If you thought the bumping mania was bad in book 1, it’s at fever pitch in book 2 – to the point where it’s almost overwhelming to read about. I don’t think I could not buckle under that pressure to get “bumped” before age 18 and have at least one child or more. Yet the plan that Melody and Harmony come up with to handle the whole thing is nothing less than absolutely brilliant. The arc here is really just an extension of the main arc from book 1, and it’s executed just as well, and just as smoothly as it is in book 1. For such a short book, the amount of content packed into it is impressive, and McCafferty did things really well in this book in general.
I think the only issue I had was Harmony’s main arc getting more…attention? Chapters? Arc time? compared to Melody, who had just as big as a problem considering her perilous situation with the fake bump. While understandable, with Harmony not only having to deal with life back in Goodside after living in Otherside (remember the saying, “you can’t keep them down on the farm after they’ve seen gay Paris?”), and the fact that she’s in a loveless marriage with her husband, AND she’s trapped with this baby being watched over by both the overbearing Church AND the whole world…well, I can see why Melody was given less POV chapters. But at the same time, I wanted to learn more about why Melody kept going along with the scheme (aside from protecting Harmony), why she kept resisting her attraction to Zen (aside from keeping up the act in front of the press), and how thoroughly the fake bump was affecting her behavior. I wanted to know more of Melody’s side of things, period, I guess, and I felt a little shortchanged there.

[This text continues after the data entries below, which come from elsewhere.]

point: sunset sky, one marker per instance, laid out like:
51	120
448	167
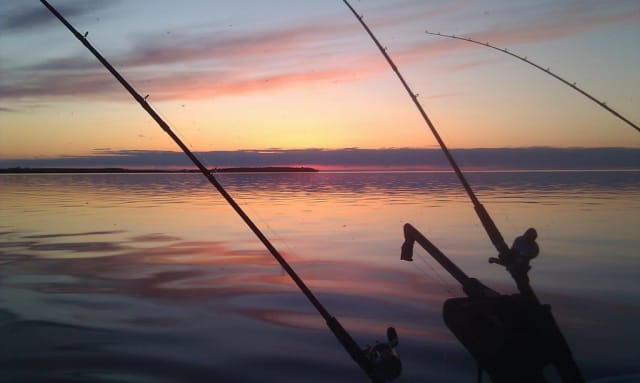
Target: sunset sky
290	74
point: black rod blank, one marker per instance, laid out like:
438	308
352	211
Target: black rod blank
341	334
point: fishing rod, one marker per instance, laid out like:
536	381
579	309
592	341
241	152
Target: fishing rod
512	337
488	224
545	70
380	362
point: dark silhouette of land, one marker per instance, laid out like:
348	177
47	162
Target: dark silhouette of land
266	169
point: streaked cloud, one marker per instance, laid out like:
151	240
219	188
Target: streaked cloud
354	158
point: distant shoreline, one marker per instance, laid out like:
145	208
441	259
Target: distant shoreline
266	169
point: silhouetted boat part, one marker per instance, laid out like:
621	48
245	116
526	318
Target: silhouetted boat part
380	362
512	337
545	70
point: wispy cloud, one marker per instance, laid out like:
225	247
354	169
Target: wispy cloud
354	158
207	62
19	16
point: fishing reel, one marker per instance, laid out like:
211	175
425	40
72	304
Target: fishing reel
383	358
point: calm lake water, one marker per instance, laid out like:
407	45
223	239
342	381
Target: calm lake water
153	278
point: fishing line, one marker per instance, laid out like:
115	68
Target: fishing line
545	70
488	224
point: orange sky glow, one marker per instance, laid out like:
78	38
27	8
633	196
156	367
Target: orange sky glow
283	75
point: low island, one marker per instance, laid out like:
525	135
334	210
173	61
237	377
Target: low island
265	169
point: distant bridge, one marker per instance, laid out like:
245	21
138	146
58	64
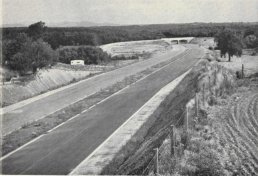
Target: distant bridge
183	40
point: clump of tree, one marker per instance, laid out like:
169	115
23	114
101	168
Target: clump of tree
29	55
24	53
90	54
229	43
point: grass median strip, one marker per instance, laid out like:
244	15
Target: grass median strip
34	129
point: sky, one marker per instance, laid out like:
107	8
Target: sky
125	12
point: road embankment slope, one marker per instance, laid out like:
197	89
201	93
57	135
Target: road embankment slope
61	150
36	108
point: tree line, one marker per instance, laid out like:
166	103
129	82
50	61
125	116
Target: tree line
37	46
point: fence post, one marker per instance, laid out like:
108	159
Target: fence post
196	104
172	141
210	85
215	77
203	94
156	170
186	119
243	71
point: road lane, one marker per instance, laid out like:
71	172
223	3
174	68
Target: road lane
64	148
16	118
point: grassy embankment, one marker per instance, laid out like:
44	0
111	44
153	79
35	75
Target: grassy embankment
222	139
211	146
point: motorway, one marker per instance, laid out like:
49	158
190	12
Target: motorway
62	149
41	108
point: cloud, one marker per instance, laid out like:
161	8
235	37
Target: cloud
130	11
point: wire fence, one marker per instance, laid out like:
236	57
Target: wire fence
180	135
151	164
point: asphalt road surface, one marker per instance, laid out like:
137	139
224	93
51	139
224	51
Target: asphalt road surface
61	150
15	119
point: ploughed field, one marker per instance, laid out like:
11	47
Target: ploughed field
240	132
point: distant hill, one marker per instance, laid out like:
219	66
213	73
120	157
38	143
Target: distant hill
79	24
63	24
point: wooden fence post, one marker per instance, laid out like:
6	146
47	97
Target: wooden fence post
203	94
186	119
172	141
196	104
215	77
243	71
210	85
156	170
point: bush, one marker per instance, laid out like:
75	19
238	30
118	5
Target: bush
90	54
32	55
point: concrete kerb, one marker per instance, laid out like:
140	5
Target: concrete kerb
103	154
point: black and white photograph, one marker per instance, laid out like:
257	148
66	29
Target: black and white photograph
129	87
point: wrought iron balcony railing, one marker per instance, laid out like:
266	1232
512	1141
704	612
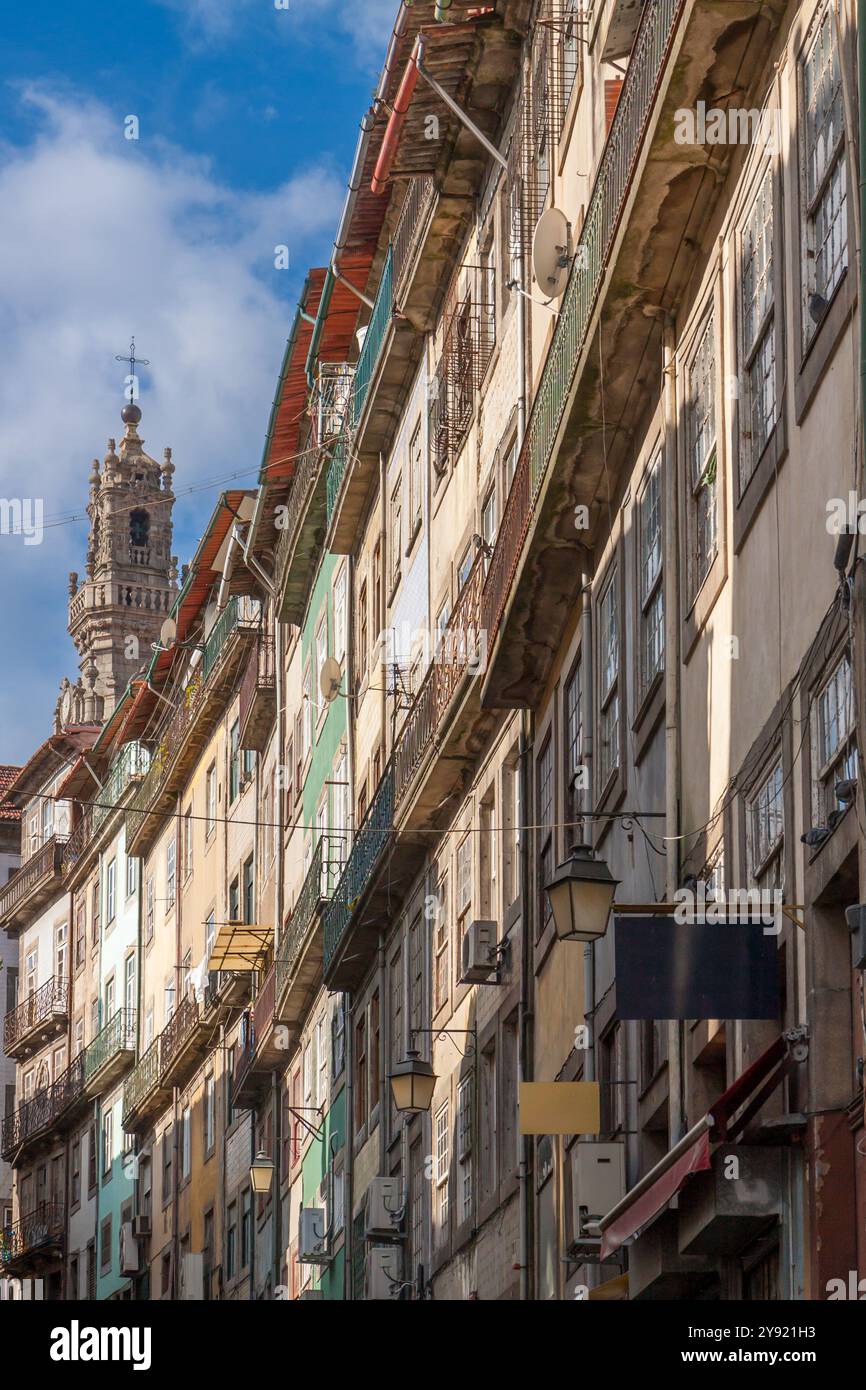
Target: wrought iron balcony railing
43	1226
417	205
41	868
129	766
364	855
460	651
610	189
380	319
49	1001
117	1036
143	1077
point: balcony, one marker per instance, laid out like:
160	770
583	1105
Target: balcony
38	1019
145	1091
227	991
34	1243
127	770
257	706
188	730
49	1111
299	957
357	912
184	1043
264	1047
445	726
651	206
110	1054
32	886
303	526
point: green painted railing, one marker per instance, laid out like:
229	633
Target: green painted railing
366	852
117	1036
373	341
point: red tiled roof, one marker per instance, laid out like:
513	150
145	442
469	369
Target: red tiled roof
7	777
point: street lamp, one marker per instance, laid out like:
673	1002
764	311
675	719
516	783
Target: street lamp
262	1172
412	1083
581	895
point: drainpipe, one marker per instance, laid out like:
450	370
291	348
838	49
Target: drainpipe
526	1064
587	802
672	702
862	171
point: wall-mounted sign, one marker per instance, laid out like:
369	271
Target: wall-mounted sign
560	1108
694	970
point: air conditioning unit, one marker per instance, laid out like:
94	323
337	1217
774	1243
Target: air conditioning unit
384	1208
312	1236
192	1278
382	1272
598	1182
129	1250
478	954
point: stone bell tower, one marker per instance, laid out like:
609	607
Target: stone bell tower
131	574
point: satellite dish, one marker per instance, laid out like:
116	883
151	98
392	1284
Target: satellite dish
552	252
328	679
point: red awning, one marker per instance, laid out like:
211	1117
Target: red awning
726	1121
695	1159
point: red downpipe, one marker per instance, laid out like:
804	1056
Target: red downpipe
396	121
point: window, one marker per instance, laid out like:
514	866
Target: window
246	1228
234	763
185	1143
758	332
210	799
231	1240
396	531
107	1155
339	615
416	480
545	830
836	745
766	830
307	713
442	1164
441	944
61	951
824	175
574	747
609	680
701	410
464	569
249	891
171	877
360	1072
188	843
110	890
75	1175
652	594
321	656
81	930
464	1148
464	888
489	520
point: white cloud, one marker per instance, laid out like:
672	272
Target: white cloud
102	238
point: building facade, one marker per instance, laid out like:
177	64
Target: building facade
540	558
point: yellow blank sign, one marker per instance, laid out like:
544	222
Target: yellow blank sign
560	1108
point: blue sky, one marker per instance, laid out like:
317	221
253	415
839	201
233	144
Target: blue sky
248	120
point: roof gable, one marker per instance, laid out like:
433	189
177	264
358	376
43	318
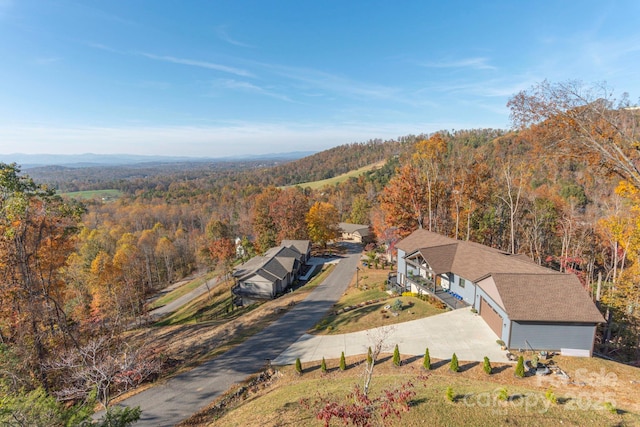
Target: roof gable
301	246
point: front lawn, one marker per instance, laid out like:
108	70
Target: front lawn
368	305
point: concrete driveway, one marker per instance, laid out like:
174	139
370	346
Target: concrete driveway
458	331
175	399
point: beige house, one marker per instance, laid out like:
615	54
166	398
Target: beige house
528	306
267	276
357	232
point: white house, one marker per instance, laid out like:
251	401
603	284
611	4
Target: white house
526	305
265	277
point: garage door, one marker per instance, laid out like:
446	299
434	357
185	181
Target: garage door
493	319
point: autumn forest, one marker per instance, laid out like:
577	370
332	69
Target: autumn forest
561	187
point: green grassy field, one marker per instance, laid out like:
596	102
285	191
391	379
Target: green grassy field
340	178
178	292
94	194
475	398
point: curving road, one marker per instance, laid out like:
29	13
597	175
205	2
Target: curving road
178	398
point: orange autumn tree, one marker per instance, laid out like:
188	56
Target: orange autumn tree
322	221
620	232
37	230
585	122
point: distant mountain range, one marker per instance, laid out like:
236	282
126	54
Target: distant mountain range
27	161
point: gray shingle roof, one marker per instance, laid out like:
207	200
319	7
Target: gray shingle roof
551	297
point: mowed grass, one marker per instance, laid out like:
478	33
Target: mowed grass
217	305
340	178
180	291
94	194
363	306
475	394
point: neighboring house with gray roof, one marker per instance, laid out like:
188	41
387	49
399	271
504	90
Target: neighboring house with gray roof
267	276
528	306
359	232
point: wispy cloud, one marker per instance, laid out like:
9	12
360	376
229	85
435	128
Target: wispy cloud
174	60
314	81
222	139
106	48
5	5
221	31
249	87
501	87
478	63
198	63
46	60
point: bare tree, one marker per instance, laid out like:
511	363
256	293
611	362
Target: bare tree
514	183
105	366
377	337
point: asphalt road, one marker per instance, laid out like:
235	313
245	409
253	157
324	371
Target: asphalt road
178	398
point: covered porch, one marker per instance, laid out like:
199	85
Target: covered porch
452	300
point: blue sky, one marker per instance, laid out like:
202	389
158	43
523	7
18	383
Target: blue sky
220	78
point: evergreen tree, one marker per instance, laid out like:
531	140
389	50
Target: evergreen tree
427	360
520	367
454	363
487	366
396	356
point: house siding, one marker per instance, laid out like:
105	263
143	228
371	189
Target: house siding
402	267
506	323
551	336
259	287
467	293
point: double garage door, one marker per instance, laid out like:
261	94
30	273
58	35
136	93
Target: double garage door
493	319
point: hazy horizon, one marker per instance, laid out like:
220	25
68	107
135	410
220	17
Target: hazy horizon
218	79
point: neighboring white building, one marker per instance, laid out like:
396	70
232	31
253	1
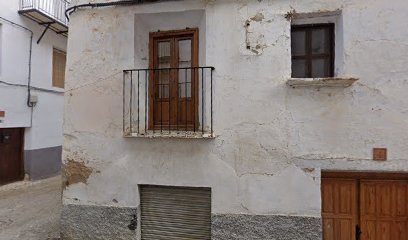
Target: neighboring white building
32	68
236	120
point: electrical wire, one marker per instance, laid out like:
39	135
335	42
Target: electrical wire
32	87
72	9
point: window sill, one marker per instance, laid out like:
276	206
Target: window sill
321	82
171	134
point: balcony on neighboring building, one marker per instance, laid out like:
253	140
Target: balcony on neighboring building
50	13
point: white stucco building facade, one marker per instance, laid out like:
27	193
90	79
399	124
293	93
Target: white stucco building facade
274	136
41	122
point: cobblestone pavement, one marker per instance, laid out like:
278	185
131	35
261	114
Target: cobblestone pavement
30	210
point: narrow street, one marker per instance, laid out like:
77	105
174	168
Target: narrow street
30	210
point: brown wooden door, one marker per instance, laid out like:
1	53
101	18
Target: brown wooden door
173	91
384	210
339	208
11	155
377	207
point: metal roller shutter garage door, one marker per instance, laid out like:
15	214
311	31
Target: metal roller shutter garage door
175	213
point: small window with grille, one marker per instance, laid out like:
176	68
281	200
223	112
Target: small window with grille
312	51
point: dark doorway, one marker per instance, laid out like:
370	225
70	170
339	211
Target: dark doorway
11	155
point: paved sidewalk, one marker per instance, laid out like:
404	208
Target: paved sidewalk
30	210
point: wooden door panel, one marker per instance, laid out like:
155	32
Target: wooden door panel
339	208
383	209
174	98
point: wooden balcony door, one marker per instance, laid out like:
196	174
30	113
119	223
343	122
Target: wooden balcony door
364	207
173	87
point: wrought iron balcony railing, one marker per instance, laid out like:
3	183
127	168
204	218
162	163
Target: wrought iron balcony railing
168	102
50	13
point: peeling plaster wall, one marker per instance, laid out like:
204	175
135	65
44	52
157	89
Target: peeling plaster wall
272	140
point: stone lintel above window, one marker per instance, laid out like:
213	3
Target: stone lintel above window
321	82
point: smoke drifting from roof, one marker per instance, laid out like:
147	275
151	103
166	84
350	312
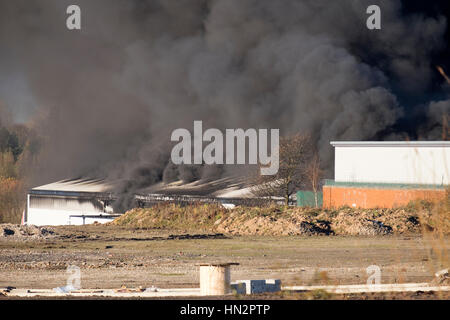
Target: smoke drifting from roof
109	95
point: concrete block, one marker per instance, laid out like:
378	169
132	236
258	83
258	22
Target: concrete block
256	286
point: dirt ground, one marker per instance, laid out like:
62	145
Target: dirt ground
112	256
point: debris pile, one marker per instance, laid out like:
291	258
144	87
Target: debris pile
286	221
16	231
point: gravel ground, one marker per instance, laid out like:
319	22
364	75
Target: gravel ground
110	257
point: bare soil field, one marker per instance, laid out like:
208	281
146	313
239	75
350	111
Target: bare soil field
111	256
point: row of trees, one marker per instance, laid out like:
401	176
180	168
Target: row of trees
16	144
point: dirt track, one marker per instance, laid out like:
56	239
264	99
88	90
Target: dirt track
112	256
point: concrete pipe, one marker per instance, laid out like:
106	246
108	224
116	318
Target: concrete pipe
215	279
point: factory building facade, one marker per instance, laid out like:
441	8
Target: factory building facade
70	202
387	174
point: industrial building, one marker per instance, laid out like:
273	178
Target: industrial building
87	201
387	174
70	202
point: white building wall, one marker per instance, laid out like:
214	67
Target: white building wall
47	217
395	162
49	210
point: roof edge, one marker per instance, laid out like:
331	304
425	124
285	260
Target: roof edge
441	144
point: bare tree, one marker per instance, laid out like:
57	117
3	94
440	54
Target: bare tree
294	155
314	175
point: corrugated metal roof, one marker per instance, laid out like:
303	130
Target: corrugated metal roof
80	185
439	144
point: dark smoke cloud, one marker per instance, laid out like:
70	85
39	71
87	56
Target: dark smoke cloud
109	96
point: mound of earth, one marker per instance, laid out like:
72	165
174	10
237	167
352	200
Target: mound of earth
285	221
16	231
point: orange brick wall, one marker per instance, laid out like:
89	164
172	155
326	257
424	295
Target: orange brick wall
335	197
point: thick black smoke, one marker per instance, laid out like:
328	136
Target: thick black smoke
107	97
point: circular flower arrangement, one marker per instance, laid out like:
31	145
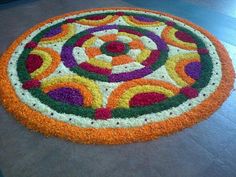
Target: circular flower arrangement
114	75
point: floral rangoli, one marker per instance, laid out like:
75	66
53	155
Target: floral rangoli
113	76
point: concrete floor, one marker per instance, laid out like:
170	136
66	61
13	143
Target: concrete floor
206	150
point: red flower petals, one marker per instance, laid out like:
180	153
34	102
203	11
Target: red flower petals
103	113
31	84
189	92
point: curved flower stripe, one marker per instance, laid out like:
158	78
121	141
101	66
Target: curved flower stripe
113	100
86	93
136	44
131	92
92	52
140	22
171	66
51	60
91	68
68	30
89	84
132	36
89	42
168	34
108	37
100	63
104	21
143	55
180	70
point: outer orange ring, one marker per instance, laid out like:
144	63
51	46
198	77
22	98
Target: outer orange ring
49	127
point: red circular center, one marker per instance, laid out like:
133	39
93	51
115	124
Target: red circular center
115	47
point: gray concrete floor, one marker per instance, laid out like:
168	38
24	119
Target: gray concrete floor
206	150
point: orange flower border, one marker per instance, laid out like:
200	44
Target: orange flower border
36	121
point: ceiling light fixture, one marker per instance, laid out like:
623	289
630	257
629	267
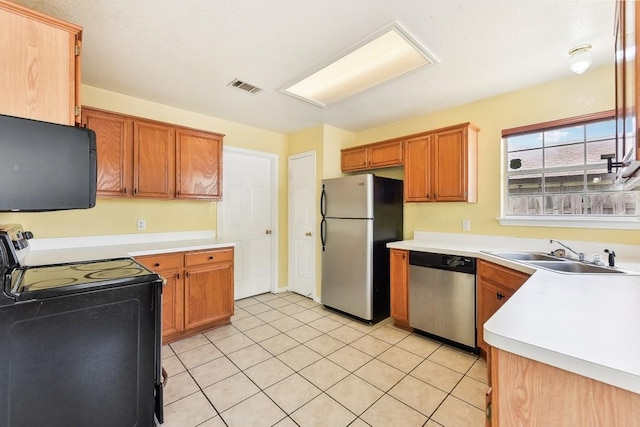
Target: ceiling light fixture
387	54
580	58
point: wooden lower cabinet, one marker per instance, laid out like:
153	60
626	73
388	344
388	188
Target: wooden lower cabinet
495	284
526	392
208	288
399	274
199	290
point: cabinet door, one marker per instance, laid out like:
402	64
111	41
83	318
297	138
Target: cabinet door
417	180
40	70
490	298
198	165
115	146
153	160
449	166
208	294
399	286
353	159
495	285
169	266
385	154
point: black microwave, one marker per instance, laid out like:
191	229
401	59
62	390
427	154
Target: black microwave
46	166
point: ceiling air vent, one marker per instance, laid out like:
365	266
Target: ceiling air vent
244	86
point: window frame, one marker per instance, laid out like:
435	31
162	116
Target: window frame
572	221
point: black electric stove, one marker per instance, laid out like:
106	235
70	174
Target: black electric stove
80	341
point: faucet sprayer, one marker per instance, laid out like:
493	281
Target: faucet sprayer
581	255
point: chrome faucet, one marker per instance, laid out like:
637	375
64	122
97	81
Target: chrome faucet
581	255
612	257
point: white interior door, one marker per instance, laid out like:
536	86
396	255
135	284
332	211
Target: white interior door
248	215
302	223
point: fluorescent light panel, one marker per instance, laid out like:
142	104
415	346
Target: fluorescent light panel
376	61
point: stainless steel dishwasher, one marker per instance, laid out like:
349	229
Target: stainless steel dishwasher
442	297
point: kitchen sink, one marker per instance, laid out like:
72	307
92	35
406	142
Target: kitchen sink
574	267
527	256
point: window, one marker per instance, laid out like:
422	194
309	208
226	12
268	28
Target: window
556	169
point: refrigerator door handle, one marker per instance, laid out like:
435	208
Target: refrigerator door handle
323	202
323	232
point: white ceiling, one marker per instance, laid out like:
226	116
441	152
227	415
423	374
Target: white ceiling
184	52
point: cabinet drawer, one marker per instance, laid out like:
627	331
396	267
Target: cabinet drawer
500	275
208	257
161	262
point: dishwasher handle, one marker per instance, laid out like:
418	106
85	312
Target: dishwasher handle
457	263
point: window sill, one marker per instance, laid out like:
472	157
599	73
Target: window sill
596	222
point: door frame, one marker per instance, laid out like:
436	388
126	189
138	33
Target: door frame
314	220
273	164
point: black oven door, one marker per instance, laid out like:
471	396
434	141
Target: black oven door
84	359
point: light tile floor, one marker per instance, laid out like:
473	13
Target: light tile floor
287	361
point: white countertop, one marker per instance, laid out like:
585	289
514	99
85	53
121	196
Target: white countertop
583	323
61	250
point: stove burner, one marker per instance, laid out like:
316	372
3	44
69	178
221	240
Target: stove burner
104	265
49	277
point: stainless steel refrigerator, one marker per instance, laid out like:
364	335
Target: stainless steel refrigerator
360	215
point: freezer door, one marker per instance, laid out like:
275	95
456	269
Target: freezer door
348	197
347	265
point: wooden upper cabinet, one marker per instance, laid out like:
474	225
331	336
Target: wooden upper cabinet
153	160
449	153
115	149
372	156
146	158
40	62
385	154
198	165
353	159
441	166
417	168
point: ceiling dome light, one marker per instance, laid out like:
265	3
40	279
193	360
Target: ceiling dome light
580	58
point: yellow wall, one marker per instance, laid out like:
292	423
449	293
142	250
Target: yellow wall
117	216
572	96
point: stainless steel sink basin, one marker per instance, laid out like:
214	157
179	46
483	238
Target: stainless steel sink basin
574	267
527	256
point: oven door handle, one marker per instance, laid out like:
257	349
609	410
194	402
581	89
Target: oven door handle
165	378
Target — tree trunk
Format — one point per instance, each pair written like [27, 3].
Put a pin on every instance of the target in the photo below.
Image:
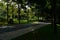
[53, 11]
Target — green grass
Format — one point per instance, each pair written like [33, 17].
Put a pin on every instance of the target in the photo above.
[44, 33]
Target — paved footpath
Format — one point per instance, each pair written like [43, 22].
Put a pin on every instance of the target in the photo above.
[24, 30]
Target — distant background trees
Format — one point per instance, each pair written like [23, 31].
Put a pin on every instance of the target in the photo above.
[26, 11]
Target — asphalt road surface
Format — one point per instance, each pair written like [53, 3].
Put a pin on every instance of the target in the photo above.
[18, 31]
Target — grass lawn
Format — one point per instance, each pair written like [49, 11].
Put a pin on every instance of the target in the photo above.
[44, 33]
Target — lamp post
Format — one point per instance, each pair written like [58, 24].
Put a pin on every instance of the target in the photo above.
[27, 7]
[7, 10]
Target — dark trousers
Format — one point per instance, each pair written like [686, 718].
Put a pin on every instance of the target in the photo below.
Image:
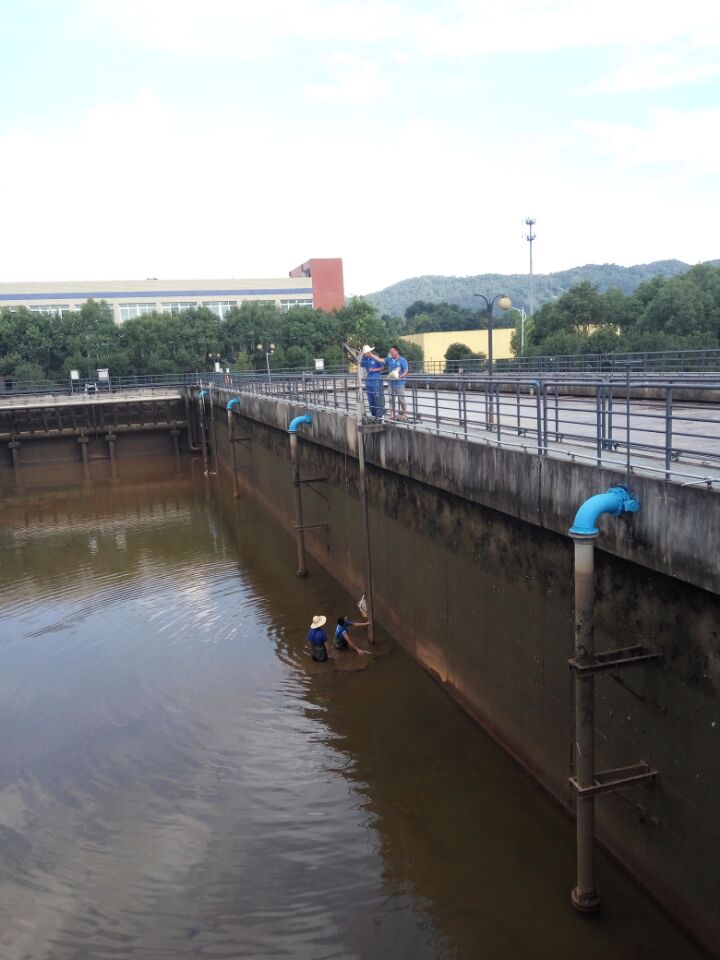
[375, 397]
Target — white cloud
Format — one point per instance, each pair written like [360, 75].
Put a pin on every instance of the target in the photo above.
[90, 203]
[658, 71]
[688, 141]
[242, 28]
[459, 28]
[355, 81]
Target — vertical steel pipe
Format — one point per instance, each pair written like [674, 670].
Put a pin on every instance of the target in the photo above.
[367, 557]
[668, 431]
[584, 895]
[297, 498]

But the final message of the duology to girls should definitely be heeded, over-the-top ridiculous in the book or not. Media culture is sexualizing girls at younger and younger, it seems, compared to when I grew up in the ’90s, and back then it was considered the worst of the worst in terms of how quickly girls were sexualized through our Western media and culture. The messages of having sex for love instead of just having sex for sex, as well as getting married for love instead of getting married to be married are really important, and I think that McCafferty definitely makes the most of her ridiculous and hilarious setting in order to deliver these messages. As well as the final message as delivered in the Big Reveal – “love in any form is important – be it straight, gay, or other”. I really appreciated these messages and I hope that teens get as much out of it as I did (even though I’m 27).
Otherwise? This is a really great ending to a great first book, and I liked it a lot. It’s a very easy read, and there’s a Big Reveal I didn’t see coming at ALL, which was also really great. I love it when authors surprise me, and McCafferty definitely did with this reveal. There were no hints whatsoever that were dropped leading up to it, so it was such a refreshing thing to have an author write something that snuck up on me so quietly and yet had such an impact. That sort of thing makes me really happy, so if you love big surprises, you’ll love that element about “Thumped” because there’s more than just one.
“Thumped” is out through HarperTeen in North America April 24, 2012. This one is DEFINITELY worth the read, especially if you’ve read (and enjoyed) the first book. I hope you guys enjoy it as much as I did!